The classical definition and evaluation of functional MR relies only on LV and annulus changes, overlooking the importance of mitral valve size and adaptation, which should be considered as one of the most important variables. Functional MR genesis should not be linked to LV remodeling alone, but rather seen as a mismatch between LV remodeling and mitral valve adaptation. An interesting finding is that some but not all patients demonstrate adequate MV enlargement, suggesting that there might be processes to limit this adaptation.
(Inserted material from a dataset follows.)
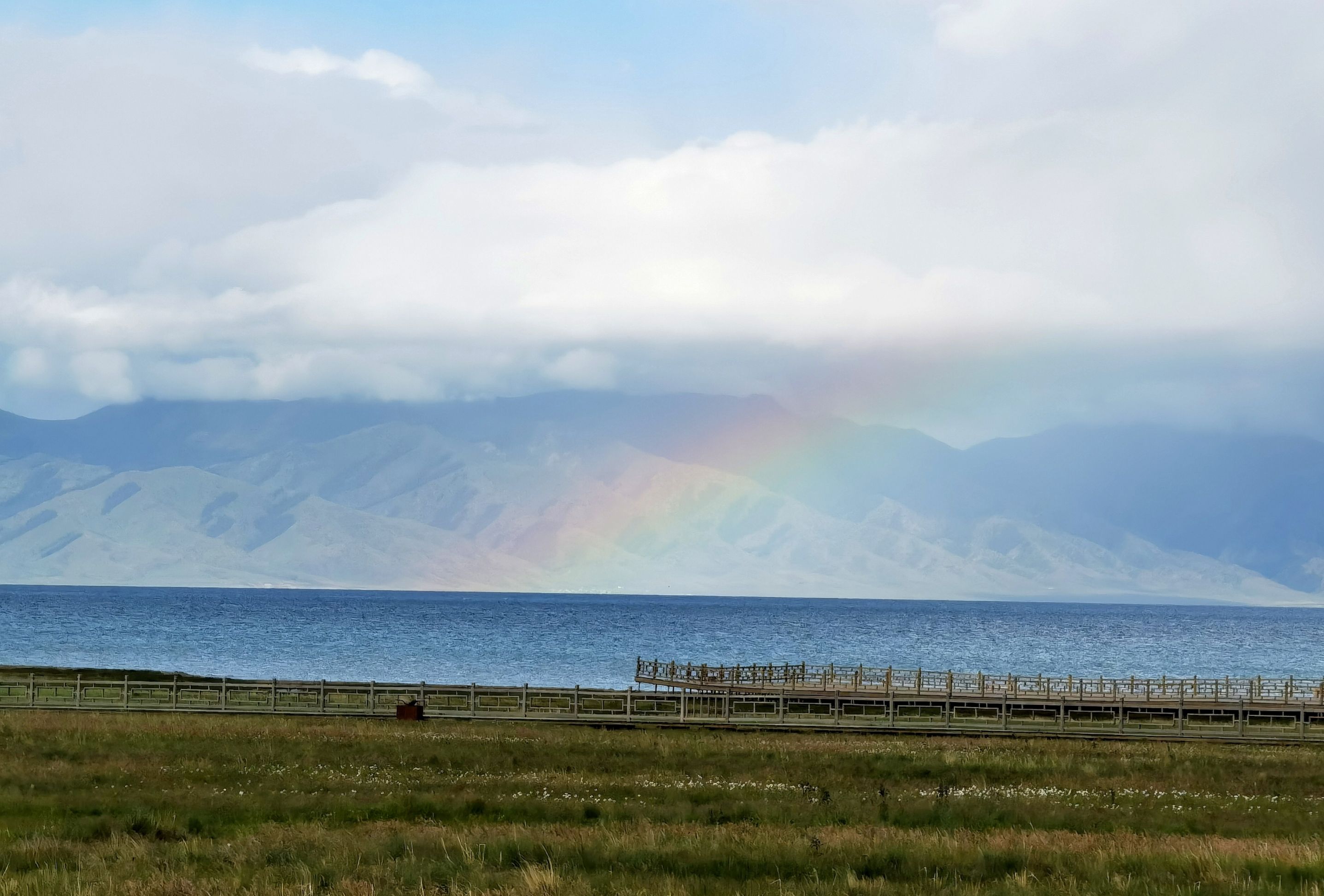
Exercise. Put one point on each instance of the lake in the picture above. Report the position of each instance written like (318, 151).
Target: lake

The capacity to measure changes in total leaflet area in targeted populations will be important to explore the underlying mechanisms and limiting factors of MV compensatory enlargement. The systolic closure and annulus areas are also helpful: these parameters can be influenced by either annular or ventricular changes, and therefore represent the sum of LV alterations affecting MV closure. The adequacy of adaptation can be evaluated by comparing the total leaflet area to closure area ratio, lower ratios representing insufficient valve compensation and more functional MR.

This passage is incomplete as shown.